Martin Sorrell, the chief executive officer of WPP Group.

LONDON — WPP, the world's largest advertiser, on Tuesday said its business was very strong in Russia in the first half of 2014, but expects it to weaken in the second half as Western sanctions against Moscow over the conflict in Ukraine start to bite.

On the same day that the company reported stronger than expected profit growth, its founder Martin Sorrell said in an interview that the situation in Ukraine and the impact of the West's stand-off with Russia had replaced the health of the euro zone as the major geopolitical worry.

"Anxiety is heightened so it will make clients more cautious," he said. "It's very difficult to see a way through these current problems between Russia and the rest of the world over Ukraine."

But those concerns were outweighed by a small improvement in the global economy, which is encouraging companies to spend more of their ample cash reserves.

WWP's shares were trading up 1.6 percent at 1.247 pence at 7:35 a.m. GMT after earlier hitting a seven-week high of 1.269 pence.

Sorrell has built WPP into the world number one by acquiring companies in the fast-growing digital advertising sector, and was a step ahead of rivals in moving aggressively into faster growing markets in the Asia-Pacific region and elsewhere.

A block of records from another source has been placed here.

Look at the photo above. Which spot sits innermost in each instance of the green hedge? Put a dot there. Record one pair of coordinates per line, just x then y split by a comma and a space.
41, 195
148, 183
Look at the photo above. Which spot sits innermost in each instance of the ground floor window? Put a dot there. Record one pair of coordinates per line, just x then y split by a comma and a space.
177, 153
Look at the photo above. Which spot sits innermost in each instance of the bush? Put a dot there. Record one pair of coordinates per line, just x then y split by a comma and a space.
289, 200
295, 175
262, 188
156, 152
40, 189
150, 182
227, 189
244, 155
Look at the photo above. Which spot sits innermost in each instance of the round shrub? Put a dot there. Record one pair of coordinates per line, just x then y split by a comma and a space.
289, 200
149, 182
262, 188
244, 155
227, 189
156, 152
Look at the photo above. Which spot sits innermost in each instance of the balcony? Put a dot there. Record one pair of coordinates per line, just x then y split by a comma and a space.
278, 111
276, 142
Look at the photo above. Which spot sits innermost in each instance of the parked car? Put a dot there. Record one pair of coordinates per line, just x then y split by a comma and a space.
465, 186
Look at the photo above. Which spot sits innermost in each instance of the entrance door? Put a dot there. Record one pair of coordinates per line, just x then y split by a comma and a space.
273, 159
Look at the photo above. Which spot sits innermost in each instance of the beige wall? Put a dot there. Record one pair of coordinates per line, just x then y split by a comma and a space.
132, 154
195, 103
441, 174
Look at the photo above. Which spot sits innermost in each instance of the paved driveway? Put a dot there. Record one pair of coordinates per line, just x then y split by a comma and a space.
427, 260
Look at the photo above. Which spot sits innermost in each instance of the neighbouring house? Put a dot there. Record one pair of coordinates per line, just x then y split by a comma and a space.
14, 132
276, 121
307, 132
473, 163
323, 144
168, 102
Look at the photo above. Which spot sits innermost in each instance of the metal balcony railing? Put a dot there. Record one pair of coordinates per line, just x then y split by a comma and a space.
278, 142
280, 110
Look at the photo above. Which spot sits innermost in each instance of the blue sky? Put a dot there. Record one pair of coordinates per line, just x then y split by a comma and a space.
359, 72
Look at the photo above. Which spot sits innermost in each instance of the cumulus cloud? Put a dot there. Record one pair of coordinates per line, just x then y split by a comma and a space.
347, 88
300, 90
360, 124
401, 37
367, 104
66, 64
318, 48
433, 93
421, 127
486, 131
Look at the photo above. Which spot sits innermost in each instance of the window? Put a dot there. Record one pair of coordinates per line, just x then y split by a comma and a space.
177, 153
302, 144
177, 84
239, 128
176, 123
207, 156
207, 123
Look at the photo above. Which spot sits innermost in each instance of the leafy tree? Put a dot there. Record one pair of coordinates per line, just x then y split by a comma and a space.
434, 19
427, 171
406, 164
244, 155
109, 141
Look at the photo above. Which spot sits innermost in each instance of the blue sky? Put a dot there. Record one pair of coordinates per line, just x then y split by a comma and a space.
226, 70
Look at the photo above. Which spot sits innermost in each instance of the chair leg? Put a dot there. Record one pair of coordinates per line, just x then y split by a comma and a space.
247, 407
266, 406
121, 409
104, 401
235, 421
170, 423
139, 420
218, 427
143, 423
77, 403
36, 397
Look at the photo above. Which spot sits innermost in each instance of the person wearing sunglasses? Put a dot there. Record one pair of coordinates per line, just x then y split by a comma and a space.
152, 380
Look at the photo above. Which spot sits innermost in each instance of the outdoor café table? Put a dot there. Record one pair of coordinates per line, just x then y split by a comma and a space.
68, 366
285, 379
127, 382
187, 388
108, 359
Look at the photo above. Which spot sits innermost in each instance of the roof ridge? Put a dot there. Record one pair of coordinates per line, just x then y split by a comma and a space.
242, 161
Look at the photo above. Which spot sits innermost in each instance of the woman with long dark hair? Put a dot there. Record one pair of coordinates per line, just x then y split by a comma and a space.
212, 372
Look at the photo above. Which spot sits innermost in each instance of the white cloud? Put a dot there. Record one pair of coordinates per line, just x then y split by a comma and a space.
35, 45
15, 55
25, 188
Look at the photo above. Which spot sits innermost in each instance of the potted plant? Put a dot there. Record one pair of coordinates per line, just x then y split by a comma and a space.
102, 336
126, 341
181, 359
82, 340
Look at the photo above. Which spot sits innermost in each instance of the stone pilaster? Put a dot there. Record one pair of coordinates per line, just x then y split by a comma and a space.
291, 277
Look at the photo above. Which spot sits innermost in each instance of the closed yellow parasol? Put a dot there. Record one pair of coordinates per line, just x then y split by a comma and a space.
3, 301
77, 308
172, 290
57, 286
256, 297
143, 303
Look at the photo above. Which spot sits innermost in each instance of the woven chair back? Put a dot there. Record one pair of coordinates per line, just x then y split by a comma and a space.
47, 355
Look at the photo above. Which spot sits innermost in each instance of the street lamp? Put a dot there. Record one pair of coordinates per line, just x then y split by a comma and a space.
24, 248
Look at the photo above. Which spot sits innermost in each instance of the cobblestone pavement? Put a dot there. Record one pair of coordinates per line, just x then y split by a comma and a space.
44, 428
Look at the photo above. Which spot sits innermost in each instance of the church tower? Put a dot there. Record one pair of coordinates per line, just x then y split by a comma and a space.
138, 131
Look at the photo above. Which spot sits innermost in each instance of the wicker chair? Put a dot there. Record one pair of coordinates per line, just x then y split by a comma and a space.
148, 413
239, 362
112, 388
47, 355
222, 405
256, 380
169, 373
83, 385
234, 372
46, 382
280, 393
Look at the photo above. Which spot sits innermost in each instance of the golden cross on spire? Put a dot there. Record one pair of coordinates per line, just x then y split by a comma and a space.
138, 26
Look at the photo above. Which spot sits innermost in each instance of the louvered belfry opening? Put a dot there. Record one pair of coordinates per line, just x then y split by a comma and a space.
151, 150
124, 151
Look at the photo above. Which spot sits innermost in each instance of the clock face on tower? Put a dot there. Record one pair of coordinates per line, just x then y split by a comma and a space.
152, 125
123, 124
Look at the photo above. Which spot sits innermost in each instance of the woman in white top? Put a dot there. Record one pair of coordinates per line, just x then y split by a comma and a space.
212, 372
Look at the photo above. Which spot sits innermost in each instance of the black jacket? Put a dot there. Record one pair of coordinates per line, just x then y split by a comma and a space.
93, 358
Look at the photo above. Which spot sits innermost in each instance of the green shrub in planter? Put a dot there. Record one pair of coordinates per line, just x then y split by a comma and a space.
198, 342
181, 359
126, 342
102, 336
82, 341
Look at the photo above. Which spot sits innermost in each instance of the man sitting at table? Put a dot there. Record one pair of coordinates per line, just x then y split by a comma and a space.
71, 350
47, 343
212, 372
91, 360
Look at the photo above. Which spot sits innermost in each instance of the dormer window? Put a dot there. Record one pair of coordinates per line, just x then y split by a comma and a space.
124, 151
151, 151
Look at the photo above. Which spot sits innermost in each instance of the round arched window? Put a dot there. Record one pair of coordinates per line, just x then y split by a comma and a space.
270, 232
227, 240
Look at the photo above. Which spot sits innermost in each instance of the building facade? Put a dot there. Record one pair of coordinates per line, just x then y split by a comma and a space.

It has also benefited from a failed merger attempt by rivals Omnicom and Publicis. Sorrell says his agencies picked up clients and staff from the two companies while they were wrapped up in the details of the alliance.

WPP posted adjusted pretax profit of £532 million ($882 million), up 1.5 percent on a constant-currency basis. Analysts had expected pretax profit of £521 million. Organic revenue grew 4.1 percent.